5.	Close Excel, declining to save the worksheet.
6.	Open Internet Explorer.
7.	Choose FILE-OPEN, click Browse, open the file you just saved. If a worksheet appears, good work, so far so good.
8.	Click on the worksheet, and hold <page down> to go to row 2000.
9.	Click on the gray header to select row 2000.
10.	Use the <Tab> key to move the active cell pointer to cell WC2000. 
NOTE: You must use this method to go to WC2000. If the entire Row 2000 is not selected this will not work!
11.	Hold down <Ctrl>-<Alt>-<Shift> and click on the Office logo in the upper left corner.
12.	If the race track appears, congratulations! Use the arrow keys to navigate, the space bar to fire, H for headlights, O for to drop an oil slick and <Esc> to quit.


----------



## deuce (May 26, 2001)

Does it have to be Excel 2000? Oh well......here goes with Office XP......

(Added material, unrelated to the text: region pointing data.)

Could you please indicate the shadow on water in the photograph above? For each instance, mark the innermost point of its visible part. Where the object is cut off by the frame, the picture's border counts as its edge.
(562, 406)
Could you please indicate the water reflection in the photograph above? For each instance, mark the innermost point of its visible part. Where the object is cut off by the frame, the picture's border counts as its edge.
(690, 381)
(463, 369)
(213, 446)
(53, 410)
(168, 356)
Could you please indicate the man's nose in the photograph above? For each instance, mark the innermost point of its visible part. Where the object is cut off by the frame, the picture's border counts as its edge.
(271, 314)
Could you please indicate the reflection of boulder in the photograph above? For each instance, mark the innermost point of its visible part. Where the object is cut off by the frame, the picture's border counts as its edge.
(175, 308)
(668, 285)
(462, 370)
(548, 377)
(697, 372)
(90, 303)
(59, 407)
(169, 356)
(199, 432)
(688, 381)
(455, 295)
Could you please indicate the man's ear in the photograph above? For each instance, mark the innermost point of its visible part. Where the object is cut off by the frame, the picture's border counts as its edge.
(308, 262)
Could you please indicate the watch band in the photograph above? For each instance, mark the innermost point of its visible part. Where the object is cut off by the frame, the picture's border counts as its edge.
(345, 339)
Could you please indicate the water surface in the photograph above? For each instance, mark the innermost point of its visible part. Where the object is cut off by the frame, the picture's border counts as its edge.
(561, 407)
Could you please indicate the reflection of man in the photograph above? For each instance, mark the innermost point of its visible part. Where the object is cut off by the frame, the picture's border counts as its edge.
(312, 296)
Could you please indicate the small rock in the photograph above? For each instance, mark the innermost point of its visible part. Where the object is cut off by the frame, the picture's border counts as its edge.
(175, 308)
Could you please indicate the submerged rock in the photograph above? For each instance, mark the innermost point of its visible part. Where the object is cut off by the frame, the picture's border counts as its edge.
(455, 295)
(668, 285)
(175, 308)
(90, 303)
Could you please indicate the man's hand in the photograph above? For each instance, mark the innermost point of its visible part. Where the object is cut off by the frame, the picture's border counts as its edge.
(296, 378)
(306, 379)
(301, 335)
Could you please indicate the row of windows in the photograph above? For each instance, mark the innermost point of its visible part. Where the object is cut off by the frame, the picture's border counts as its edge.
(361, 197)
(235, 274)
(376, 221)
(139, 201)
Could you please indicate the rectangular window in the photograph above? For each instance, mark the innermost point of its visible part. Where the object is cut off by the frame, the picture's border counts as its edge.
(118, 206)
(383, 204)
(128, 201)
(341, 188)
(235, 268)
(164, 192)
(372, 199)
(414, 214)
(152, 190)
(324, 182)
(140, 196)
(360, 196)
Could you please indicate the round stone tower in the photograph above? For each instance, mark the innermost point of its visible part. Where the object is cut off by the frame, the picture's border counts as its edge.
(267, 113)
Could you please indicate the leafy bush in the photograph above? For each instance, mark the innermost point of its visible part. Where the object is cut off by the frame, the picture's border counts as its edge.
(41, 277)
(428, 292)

Ok.......step 10 is the only one I have a problem with. What key are you talking about? The only way I can seem to get to WC2000 is if I go to row 2000, then go to column WC......and you cannot have the entire row 2000 selected to do this.


----------



## wolfworx (Oct 2, 2001)

It probably won't work with XP, but regarding row 2000...

After you select all of row 2000, use the <tab> key to make WC2000 active. You can navigate within a range by using <Tab> , <Shift-Tab>, <Enter> and <Shift-Enter>. It won't work if you navigate to WC2000 with the "arrow" keys. Good luck. It's kinda neat.


----------



## deuce (May 26, 2001)

I still don't see what you mean. What "key" are you talking about that makes the cell active?


----------



## wolfworx (Oct 2, 2001)

I'm sorry. I forgot that this editor does strange things when you use greater-than and less-them symbols. I used them to indicate use of the TAB and SHIFT-TAB keys.

Once you select a range you can navigate within the range with TAB, and SHIFT-TAB to move right and left without de-selecting the range. That is how you must get to cell WC2000. Hope this helps.


----------



## phour20 (Mar 28, 2003)

On step 11 what's the -- stand for? Shift? Alt? Tab? Ctrl? I tried em all and nada.


----------



## Ratboy (Feb 12, 1999)

phour20,

Alt-Ctrl-Shift


----------



## deuce (May 26, 2001)

Oh well......doesn't look like it works with Office Xp.


----------